Epidemiological experts have suggested that quantitative interactions in the additive model are best suited for assessing the importance of interactions [26]. RERI, as well as the p values and 95%CI of RERI, were determined in this study. The RERI caused by an interaction is generally considered as the standard measure of an additive model interaction in case-control studies. We explored the interactions of gene-lifestyle factors, gene- biochemical indicators, and certain lifestyle factors with the risk of T2DM. Although the interactions between these indices were not statistically significant, those carrying risk alleles of these SNPs who also had a history of hypertension or dyslipidemia were also at a high risk of disease.

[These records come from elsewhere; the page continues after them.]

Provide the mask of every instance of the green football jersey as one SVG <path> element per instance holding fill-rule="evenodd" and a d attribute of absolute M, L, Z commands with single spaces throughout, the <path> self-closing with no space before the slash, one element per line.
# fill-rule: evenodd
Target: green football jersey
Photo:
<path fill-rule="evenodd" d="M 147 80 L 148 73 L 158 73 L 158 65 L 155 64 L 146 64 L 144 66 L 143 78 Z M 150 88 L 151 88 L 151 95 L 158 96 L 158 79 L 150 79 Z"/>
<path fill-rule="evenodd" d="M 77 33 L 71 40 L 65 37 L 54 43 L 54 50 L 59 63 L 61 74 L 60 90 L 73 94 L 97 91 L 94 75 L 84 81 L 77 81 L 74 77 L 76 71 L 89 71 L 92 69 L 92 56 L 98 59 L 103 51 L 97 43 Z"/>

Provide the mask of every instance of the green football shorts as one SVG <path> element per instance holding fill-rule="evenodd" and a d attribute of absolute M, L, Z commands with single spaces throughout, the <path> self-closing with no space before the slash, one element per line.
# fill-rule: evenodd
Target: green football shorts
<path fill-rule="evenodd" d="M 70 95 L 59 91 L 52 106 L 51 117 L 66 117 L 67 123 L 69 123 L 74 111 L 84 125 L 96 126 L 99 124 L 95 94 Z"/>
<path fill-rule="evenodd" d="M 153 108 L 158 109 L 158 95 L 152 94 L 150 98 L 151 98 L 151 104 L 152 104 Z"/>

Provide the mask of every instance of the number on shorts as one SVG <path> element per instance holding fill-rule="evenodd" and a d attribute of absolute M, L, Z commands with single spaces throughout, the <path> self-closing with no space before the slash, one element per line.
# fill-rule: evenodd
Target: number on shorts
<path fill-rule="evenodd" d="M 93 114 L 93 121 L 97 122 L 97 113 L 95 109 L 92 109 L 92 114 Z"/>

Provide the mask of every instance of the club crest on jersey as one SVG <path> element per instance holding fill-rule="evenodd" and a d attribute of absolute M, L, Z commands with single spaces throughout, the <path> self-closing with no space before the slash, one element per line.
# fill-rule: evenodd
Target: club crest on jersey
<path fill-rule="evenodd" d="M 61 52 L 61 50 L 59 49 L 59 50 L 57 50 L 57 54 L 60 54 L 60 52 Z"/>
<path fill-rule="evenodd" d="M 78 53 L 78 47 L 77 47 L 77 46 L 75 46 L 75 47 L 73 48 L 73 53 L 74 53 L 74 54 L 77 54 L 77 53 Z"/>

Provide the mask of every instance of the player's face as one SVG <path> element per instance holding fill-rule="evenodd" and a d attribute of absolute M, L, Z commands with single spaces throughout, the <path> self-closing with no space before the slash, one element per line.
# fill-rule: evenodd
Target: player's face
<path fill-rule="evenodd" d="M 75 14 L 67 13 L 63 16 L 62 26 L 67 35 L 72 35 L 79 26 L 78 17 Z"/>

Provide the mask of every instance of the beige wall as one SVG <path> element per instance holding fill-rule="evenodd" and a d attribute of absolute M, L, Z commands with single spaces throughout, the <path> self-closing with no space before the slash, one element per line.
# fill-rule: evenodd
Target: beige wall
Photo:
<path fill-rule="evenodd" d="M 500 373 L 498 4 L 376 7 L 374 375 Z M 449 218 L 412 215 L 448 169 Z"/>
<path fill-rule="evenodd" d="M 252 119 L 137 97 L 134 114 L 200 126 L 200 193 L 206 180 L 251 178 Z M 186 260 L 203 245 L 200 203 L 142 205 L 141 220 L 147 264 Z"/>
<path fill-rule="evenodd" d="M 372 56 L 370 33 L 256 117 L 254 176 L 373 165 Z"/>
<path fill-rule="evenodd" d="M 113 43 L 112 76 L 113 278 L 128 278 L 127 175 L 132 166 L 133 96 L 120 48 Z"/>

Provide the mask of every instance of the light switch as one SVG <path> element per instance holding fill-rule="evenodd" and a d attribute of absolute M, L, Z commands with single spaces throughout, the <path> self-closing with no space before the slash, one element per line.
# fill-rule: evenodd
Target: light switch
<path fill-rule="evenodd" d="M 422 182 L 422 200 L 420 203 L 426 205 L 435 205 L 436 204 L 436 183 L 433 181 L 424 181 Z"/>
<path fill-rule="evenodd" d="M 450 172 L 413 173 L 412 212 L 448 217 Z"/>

This study had some limitations. First, our model was designed to explain the relationship between variables and disease and not to predict the risk of T2DM, and thus the model was not tested in new populations. Second, most responses related to lifestyles were obtained through questioning of the patients, and thus, there may have been recall bias. Finally, the conclusions may only be applicable to people in southern China. Studies in multiple regions and different populations using a randomized, large-scale, long-term design are needed.

Conclusions

In conclusion, the model which we built showed that four SNPs and 5 variance-covariance estimators were associated with T2DM in people in southern China. These results will provide a theoretical basis for gene and risk factor screening to prevent T2DM.